Some precautions to store oil and preserve its characteristics.


Oil is subject to some natural oxidation processes, which can be accelerated by exposure to light, heat, and air. It is useful to learn and follow some good conservation practices in order to maintain oil’s integrity.


Extra-virgin olive oils can vary in color from intense green, to green with hints of yellow, to intense yellow with hints of green. The color differences depend on many factors: above all, the variety of olives and their ripeness, but also the type of extraction machine and the way it is used. By itself, color is not an indication of good or poor oil quality, except for red tones: these are caused by chlorophyll degradation and beta-carotene, and appear when oil has been exposed to light. In this case, the green color of chlorophyll fades, and the dark-reddish color of carotenoids become visible (while usually they are well-masked by the green chlorophyll).


Whether direct or indirect, light damages oil’s chemical, physical and organoleptic characteristics. For this reason it is important to store it away from direct sunlight or bright lamps. For longer periods of time, a dark, cool storage place is preferable. Incorrect storage of oil before sale (for example during loading and warehouse storage phases) can be equally as damaging.


Remembering to put the cap back on the bottle is important to avoid contact with oxygen, which can accelerate the process of oil oxidation.
Oil cruets certainly have an antique, traditional charm, but they ruin even the best extra-virgin olive oil like nothing else.
Most cruets do not have a lid, therefore the little oil they contain is exposed to a significant amount of oxygen.
Since the container is constantly refilled, every time we add fresh oil to the cruet, the old oxidized oil that remains in the bottle acts as a perfect trigger for the oxidation process to start all over again.
A few years ago, cruets were banned in restaurants and places that serve food in the European Union.


The presence of solid lumps (similar to very pale rice grains) means that the oil has been stored at low temperatures and has solidified.
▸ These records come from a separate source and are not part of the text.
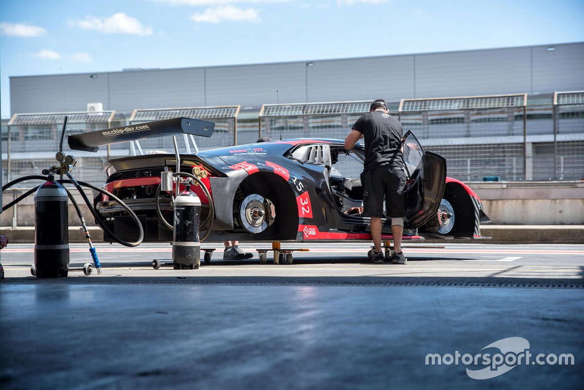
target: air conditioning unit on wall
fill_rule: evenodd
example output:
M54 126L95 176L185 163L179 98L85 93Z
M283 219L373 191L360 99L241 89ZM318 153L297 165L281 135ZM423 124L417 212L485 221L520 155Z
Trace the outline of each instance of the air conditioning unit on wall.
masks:
M103 112L103 105L101 103L88 103L87 112L89 113Z

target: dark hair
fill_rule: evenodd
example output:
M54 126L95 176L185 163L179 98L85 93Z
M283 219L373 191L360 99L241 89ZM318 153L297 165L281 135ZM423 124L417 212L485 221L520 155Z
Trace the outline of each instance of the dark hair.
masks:
M387 109L387 103L383 99L378 99L376 100L373 100L371 102L371 106L369 107L369 111L373 111L377 110L377 109Z

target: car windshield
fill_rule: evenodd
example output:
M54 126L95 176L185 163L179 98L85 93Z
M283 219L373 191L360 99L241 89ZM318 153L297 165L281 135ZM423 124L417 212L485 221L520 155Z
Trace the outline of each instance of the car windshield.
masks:
M346 151L342 148L331 151L332 164L331 176L340 177L359 177L363 170L362 151Z

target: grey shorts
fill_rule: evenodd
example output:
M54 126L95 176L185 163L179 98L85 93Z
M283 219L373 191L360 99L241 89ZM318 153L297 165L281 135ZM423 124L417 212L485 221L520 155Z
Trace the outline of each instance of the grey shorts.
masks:
M385 217L406 216L404 207L405 172L404 168L383 165L364 172L365 191L363 193L363 217L383 217L383 202L385 202Z

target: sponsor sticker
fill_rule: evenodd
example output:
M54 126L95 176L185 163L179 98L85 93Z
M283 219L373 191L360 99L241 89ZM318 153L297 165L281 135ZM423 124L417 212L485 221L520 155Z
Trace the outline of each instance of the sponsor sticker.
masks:
M246 149L234 149L229 151L234 155L241 154L267 154L263 148L247 148Z
M247 161L244 161L243 162L240 162L238 164L235 164L234 165L231 165L229 168L232 169L235 169L236 170L239 170L239 169L243 169L251 175L252 173L255 173L256 172L259 171L259 169L256 165L250 163Z
M304 238L310 238L311 236L317 235L317 227L312 225L305 225L302 229L302 232L304 234Z
M274 164L273 162L270 162L270 161L266 161L266 165L267 165L268 166L271 166L272 168L273 168L274 169L274 173L277 173L277 175L281 176L282 177L284 178L284 180L285 180L287 182L288 180L290 178L290 172L288 172L288 170L286 169L286 168L281 167L280 165L278 165L277 164Z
This doesn’t affect its nutritional and organoleptic characteristics; as soon as the oil is returned to a warm environment, it will go back to a liquid state.

On the other hand, extreme temperatures affect the oil’s quality; the preservation of any food is negatively affected by an excessive environmental temperature, and olive oil is no exception.
Therefore, oil should be stored between 53º and 77ºF.


All food is either marked “use by” or “best before”.
Food marked “use by” can easily spoil from a microbiological point of view, and if consumed after that date it could represent an immediate danger to health. It is a criminal offence to sell expired products, and consumers should avoid them.

In foodstuffs marked “best before“, including oil, the date on the packaging is the date of minimum durability: this indicates the date by which the manufacturer guarantees that, if stored properly, the product will retain its aroma and quality.

After the date marked on the packaging, the product remains “safe” for health and can legally be sold and consumed; however, its quality may be below the usual standard.

In Italy, the date of minimum durability must be under 18 months from the packaging date, but Monini set it to 12 months: not because its products have a shorter shelf life, but because it wants to offer its customers a product that’s as fresh as possible.